A cet égard, le responsable de traitement doit notamment s'assurer :

- que les utilisateurs s'authentifient avec un identifiant et un mot de passe respectant les recommandations de la CNIL, ou par tout autre moyen d'authentification apportant au moins le même niveau de sécurité ;
- qu'un mécanisme de gestion des habilitations régulièrement mis à jour permet de garantir que seules les personnes habilitées peuvent accéder aux données nécessaires à la réalisation de leurs missions ;
- que les mesures techniques adéquates garantissent la sécurité des données stockées ou échangées, en particulier lors d'échanges sur internet ;
- de la mise en place d'un mécanisme de journalisation des accès à l'application, le cas échéant, et des opérations effectuées et de la conservation des données de journalisation pendant une durée de six mois glissants.

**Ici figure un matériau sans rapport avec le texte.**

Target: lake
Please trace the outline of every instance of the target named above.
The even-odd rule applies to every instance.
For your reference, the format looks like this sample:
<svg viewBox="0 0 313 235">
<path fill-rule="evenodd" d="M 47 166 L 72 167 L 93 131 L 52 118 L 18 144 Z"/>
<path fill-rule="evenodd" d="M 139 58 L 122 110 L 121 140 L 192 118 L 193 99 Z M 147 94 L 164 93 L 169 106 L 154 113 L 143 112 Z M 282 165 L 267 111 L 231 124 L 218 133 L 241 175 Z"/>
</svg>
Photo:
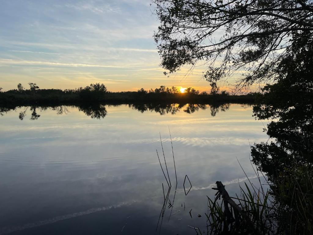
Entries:
<svg viewBox="0 0 313 235">
<path fill-rule="evenodd" d="M 5 110 L 0 233 L 196 234 L 188 225 L 205 230 L 206 196 L 214 198 L 215 182 L 235 196 L 246 179 L 237 159 L 256 180 L 249 143 L 268 137 L 266 123 L 255 120 L 252 109 L 171 104 Z M 172 185 L 174 206 L 167 202 L 163 220 L 162 189 L 166 196 L 168 187 L 156 150 Z M 192 185 L 187 196 L 186 175 Z M 190 187 L 187 179 L 186 193 Z"/>
</svg>

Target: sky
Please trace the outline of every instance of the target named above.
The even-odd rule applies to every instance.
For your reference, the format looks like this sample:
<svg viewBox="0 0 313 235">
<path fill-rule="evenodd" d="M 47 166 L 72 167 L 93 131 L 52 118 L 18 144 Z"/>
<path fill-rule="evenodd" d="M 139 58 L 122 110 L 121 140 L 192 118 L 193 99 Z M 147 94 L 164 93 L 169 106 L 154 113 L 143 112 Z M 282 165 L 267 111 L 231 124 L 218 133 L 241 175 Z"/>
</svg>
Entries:
<svg viewBox="0 0 313 235">
<path fill-rule="evenodd" d="M 150 0 L 0 0 L 0 86 L 73 89 L 100 82 L 111 91 L 161 85 L 209 91 L 196 68 L 164 76 Z M 228 89 L 227 88 L 226 89 Z"/>
</svg>

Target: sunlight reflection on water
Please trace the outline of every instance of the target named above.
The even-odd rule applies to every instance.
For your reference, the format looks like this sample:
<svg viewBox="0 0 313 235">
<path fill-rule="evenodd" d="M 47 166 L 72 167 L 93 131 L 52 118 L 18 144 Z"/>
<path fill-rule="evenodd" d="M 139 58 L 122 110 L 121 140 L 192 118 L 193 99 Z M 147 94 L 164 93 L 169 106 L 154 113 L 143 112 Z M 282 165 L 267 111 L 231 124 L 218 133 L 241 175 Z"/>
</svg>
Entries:
<svg viewBox="0 0 313 235">
<path fill-rule="evenodd" d="M 37 116 L 33 109 L 23 112 L 25 107 L 3 113 L 0 233 L 82 234 L 85 229 L 116 234 L 123 226 L 123 232 L 129 234 L 155 232 L 165 183 L 156 152 L 162 152 L 159 133 L 170 177 L 175 178 L 169 127 L 179 192 L 175 209 L 180 211 L 164 223 L 162 234 L 179 233 L 188 223 L 205 226 L 204 217 L 191 221 L 180 205 L 203 214 L 206 196 L 213 196 L 210 188 L 217 180 L 229 182 L 229 192 L 234 193 L 239 187 L 233 183 L 244 179 L 236 157 L 253 177 L 249 141 L 267 137 L 249 106 L 233 104 L 217 112 L 208 106 L 177 107 L 174 115 L 172 109 L 167 113 L 128 105 L 105 106 L 105 112 L 65 107 L 62 115 L 59 109 L 39 107 Z M 193 186 L 187 196 L 181 193 L 186 175 Z M 130 201 L 135 202 L 126 202 Z M 92 211 L 99 208 L 107 209 Z"/>
</svg>

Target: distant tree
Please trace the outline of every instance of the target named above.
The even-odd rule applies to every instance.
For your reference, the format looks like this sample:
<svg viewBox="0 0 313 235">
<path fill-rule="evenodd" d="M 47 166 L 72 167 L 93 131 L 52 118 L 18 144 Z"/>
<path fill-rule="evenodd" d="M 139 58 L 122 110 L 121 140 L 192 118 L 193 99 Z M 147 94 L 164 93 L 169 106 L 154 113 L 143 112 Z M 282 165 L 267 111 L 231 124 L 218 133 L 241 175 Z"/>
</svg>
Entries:
<svg viewBox="0 0 313 235">
<path fill-rule="evenodd" d="M 199 91 L 197 90 L 192 87 L 188 87 L 185 90 L 185 91 L 188 94 L 191 94 L 196 95 L 199 95 L 200 93 Z"/>
<path fill-rule="evenodd" d="M 103 83 L 101 83 L 101 84 L 100 83 L 90 84 L 90 90 L 92 91 L 105 92 L 107 91 L 106 87 Z"/>
<path fill-rule="evenodd" d="M 143 88 L 141 88 L 141 89 L 138 90 L 137 91 L 137 92 L 142 94 L 147 94 L 148 93 L 148 91 L 145 90 Z"/>
<path fill-rule="evenodd" d="M 85 88 L 79 88 L 77 92 L 80 98 L 84 100 L 100 101 L 104 98 L 107 89 L 103 83 L 98 83 L 90 84 Z"/>
<path fill-rule="evenodd" d="M 211 85 L 211 91 L 210 94 L 211 95 L 216 95 L 218 93 L 219 91 L 219 87 L 217 85 L 217 84 L 215 82 L 212 82 Z"/>
<path fill-rule="evenodd" d="M 18 83 L 18 90 L 19 92 L 22 92 L 24 91 L 24 87 L 22 85 L 21 83 Z"/>
<path fill-rule="evenodd" d="M 171 88 L 171 93 L 172 94 L 177 94 L 179 92 L 179 90 L 176 86 L 172 86 Z"/>
<path fill-rule="evenodd" d="M 229 92 L 226 91 L 221 91 L 221 94 L 223 96 L 229 96 Z"/>
<path fill-rule="evenodd" d="M 39 87 L 37 86 L 37 84 L 36 83 L 34 83 L 33 82 L 28 82 L 28 85 L 29 85 L 30 90 L 32 91 L 35 91 L 36 90 L 39 89 Z M 21 84 L 21 86 L 22 86 Z"/>
<path fill-rule="evenodd" d="M 204 60 L 203 77 L 213 84 L 236 72 L 237 89 L 275 81 L 288 49 L 313 35 L 312 0 L 153 2 L 162 66 L 171 73 Z"/>
</svg>

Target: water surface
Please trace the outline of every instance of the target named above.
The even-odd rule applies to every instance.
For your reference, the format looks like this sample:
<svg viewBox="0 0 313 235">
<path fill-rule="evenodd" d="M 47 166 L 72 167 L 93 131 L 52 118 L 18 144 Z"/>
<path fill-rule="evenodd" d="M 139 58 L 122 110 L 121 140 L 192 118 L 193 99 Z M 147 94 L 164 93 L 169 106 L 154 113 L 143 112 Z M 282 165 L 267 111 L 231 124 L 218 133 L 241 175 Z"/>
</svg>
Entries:
<svg viewBox="0 0 313 235">
<path fill-rule="evenodd" d="M 248 105 L 7 111 L 0 117 L 1 233 L 159 234 L 162 183 L 167 190 L 156 151 L 165 169 L 160 133 L 176 184 L 169 128 L 177 189 L 160 233 L 195 233 L 187 225 L 205 229 L 206 196 L 215 192 L 211 187 L 219 180 L 230 194 L 238 191 L 245 175 L 237 158 L 253 178 L 249 142 L 267 140 L 263 123 Z M 187 196 L 186 175 L 192 185 Z M 173 194 L 172 189 L 171 202 Z"/>
</svg>

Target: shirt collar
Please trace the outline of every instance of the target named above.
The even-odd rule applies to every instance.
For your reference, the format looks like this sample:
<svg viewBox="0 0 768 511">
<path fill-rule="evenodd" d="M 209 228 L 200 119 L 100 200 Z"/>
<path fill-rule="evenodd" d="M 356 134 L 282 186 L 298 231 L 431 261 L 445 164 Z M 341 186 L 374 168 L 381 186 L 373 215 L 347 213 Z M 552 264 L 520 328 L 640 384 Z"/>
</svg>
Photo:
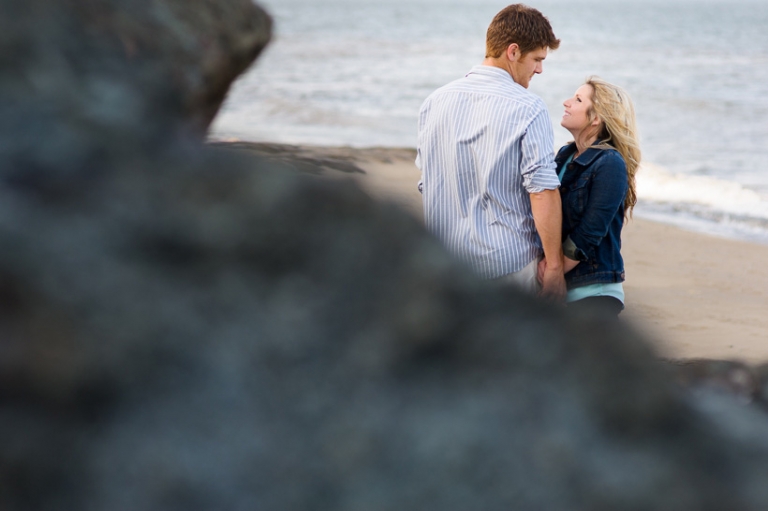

S'agissant des traitements d'identification des conducteurs mis en œuvre dans le cadre de l'arrêté du 13 octobre 2004 précité, les contraintes techniques d'échange informatique ainsi que les mesures destinées à assurer la sécurité des systèmes d'information des données et des mécanismes d'échange doivent être mises en œuvre dans les conditions prévues par la convention à signer avec l'ANTAI.
La commission rappelle enfin que l'exigence de sécurité prévue par l'article 34 de la loi du 6 janvier 1978 modifiée nécessite la mise à jour des mesures de sécurité au regard de la réévaluation régulière des risques.

Article 6

Information des personnes.
Le responsable du traitement procède, conformément aux dispositions de l'article 32 de la loi du 6 janvier 1978 modifiée en août 2004, à l'information des personnes susceptibles d'être concernées par la diffusion à chacune d'entre elles d'une note explicative pouvant figurer, le cas échéant, dans le contrat de location ou de prêt du véhicule.
Par ailleurs, les organismes publics ou privés mettant des véhicules à disposition de leurs collaborateurs veillent également, conformément aux dispositions du code du travail et à la législation applicable aux trois fonctions publiques, à l'information et, le cas échéant, à la consultation des instances représentatives du personnel compétentes avant la mise en œuvre des traitements visés à l'article 1er.

Article 7

Exercice des droits des personnes.
Les droits des personnes à l'égard des traitements de données, définis au chapitre V de la loi du 6 janvier 1978 modifiée, s'exercent auprès du ou des services que le responsable de traitement aura désignés.

Article 8

Dispositions transitoires.
La présente délibération modifie la délibération n° 2016-036 du 11 février 2016 portant autorisation unique de mise en œuvre de traitements automatisés de données à caractère personnel relatifs à la gestion du contentieux lié au recouvrement des contraventions au code de la route et à l'identification des conducteurs dans le cadre du système de contrôle automatisé des infractions au code de la route, abrogeant la délibération n° 2006-188 du 6 juillet 2006 (décision d'autorisation unique n° AU-010).
Les organismes privés et publics ayant effectué un engagement de conformité à cette autorisation unique et qui ne respectent plus les conditions fixées par la présente norme disposent d'un délai de six mois à compter de la publication de la présente délibération pour mettre en conformité leur traitement avec la présente délibération dans les formes prescrites par les articles 25-I (3°), 25-I (5°) et 30 de la loi du 6 janvier 1978 modifiée.
Tout traitement automatisé de données à caractère personnel relatif à la gestion de la procédure de recouvrement des contraventions au code de la route qui n'est pas conforme aux dispositions qui précèdent doit faire l'objet d'une demande d'autorisation auprès de la commission dans les formes prescrites par les articles 25-I (3°), 25-I (5°) et 30 de la loi du 6 janvier 1978 modifiée.

Article 9

Publication.
La présente délibération sera publiée au Journal officiel de la République française.